In September 2012, Ahmed Fahmy, the chairman of Egypt's Shura Council (the upper house of the parliament), said that Egypt's people have expressed hope that decision on recognition will soon be made by the new Egyptian government. He said that Egypt stands in solidarity with the Kosovan people who suffered to attain their freedom. Egypt's Minister of Parliamentary Affairs, Muhammad Mahsub, said that he was aware of the delay in the recognition of Kosovo, urging Kosovo to understand the period in which Egypt is going through. He said that Egyptian institutions are committed to the completion of the transition, and the adoption of the constitution and democratic processes. He expressed hope that at the end of these processes the recognition of Kosovo will come naturally. Hossam Ghariani, president of Egypt's National Council for Human Rights and chairman of the Constituent Assembly, expressed hope that Kosovo would soon be a member of the United Nations.

On 15 November 2012 in a visit to Kosovo, Ahmed Fahmy Ahmed stated that "The issue of recognition is on the agenda, and Kosovo deserves its independence from its historical past"

===2013===
During a visit to Egypt by Minister of Foreign Affairs of the Republic of Kosovo Enver Hoxhaj in January, Amr stated that “with regard to Egypt’s recognition of Kosovo, I can say that we are examining this very seriously and we hope that very soon we will take a decision at the right time", while Essam Al-Haddad, the Assistant to the Egyptian President, promised that “the time will come when we will have good news and decisions about Kosovo.” During a visit to Kosovo to celebrate the country's fifth anniversary of their declaration of independence, Pakinam al-Sharqawy, advisor to Egyptian President, declared on February 17 "that Egypt is about to recognize Kosovo.” In early April 2013 Egyptian President Mohamed Morsy stated that Egypt is close to recognising Kosovo.

====Recognition====
After Serbia and Kosovo reached an agreement to normalize relations in April 2013, it was reported that Egypt had been delaying recognizing Kosovo until after the agreement with Serbia was finalized.

On 26 June 2013 the ministry of foreign affairs issued a statement about the recognition of Kosovo by Egypt.

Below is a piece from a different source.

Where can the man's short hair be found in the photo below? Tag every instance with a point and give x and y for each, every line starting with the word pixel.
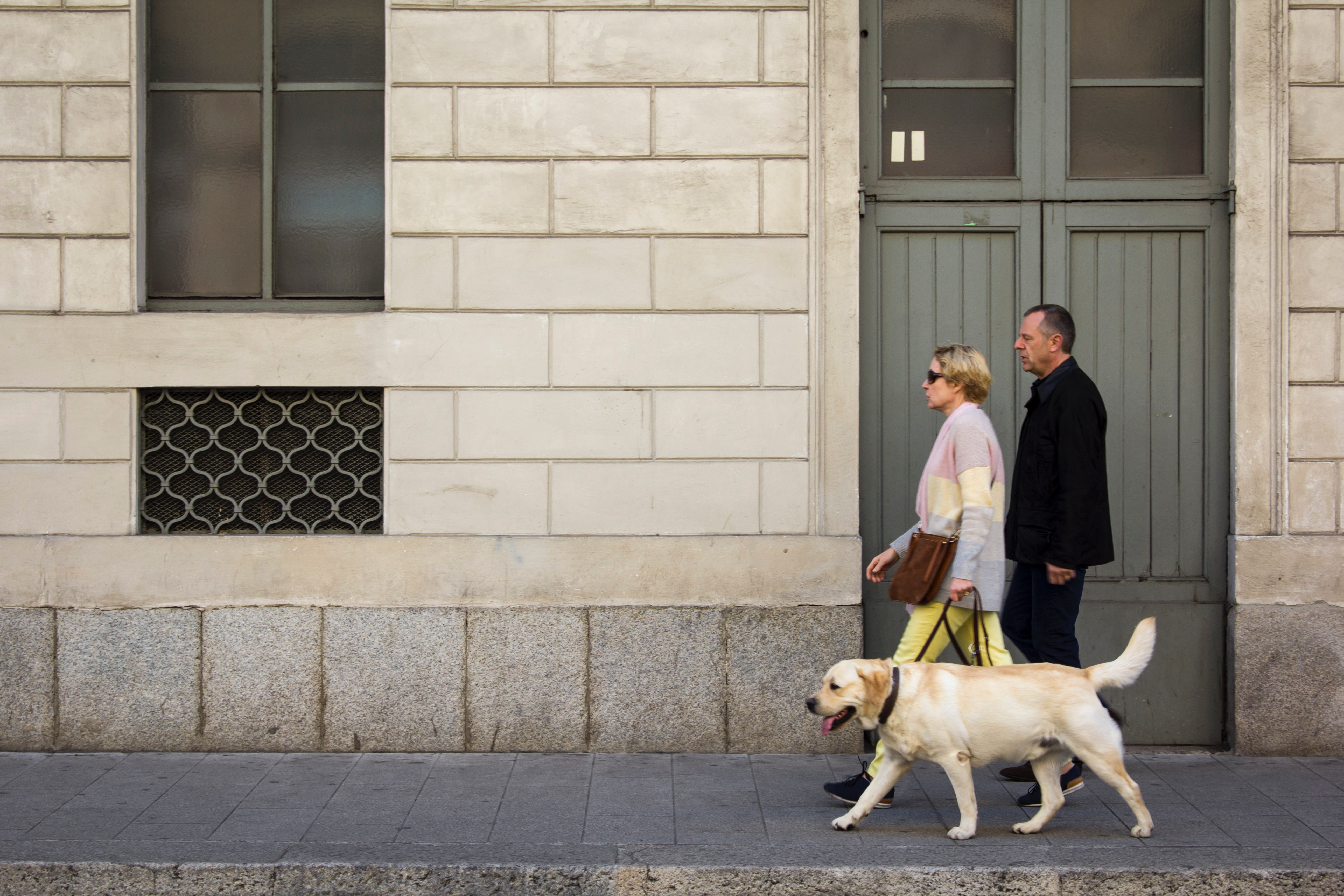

In 2021 Egypt maintained the stance towards Kosovo as being a "frozen" recognition, meaning that the country does not vote in favor of Pristina's membership in international organizations. This has been confirmed by Egyptian President Abdel Fattah el-Sisi in conversation with Serbian National Assembly President Ivica Dacic in Cairo.

==Diplomatic representation==
Kosovo has an open liaison office in Cairo.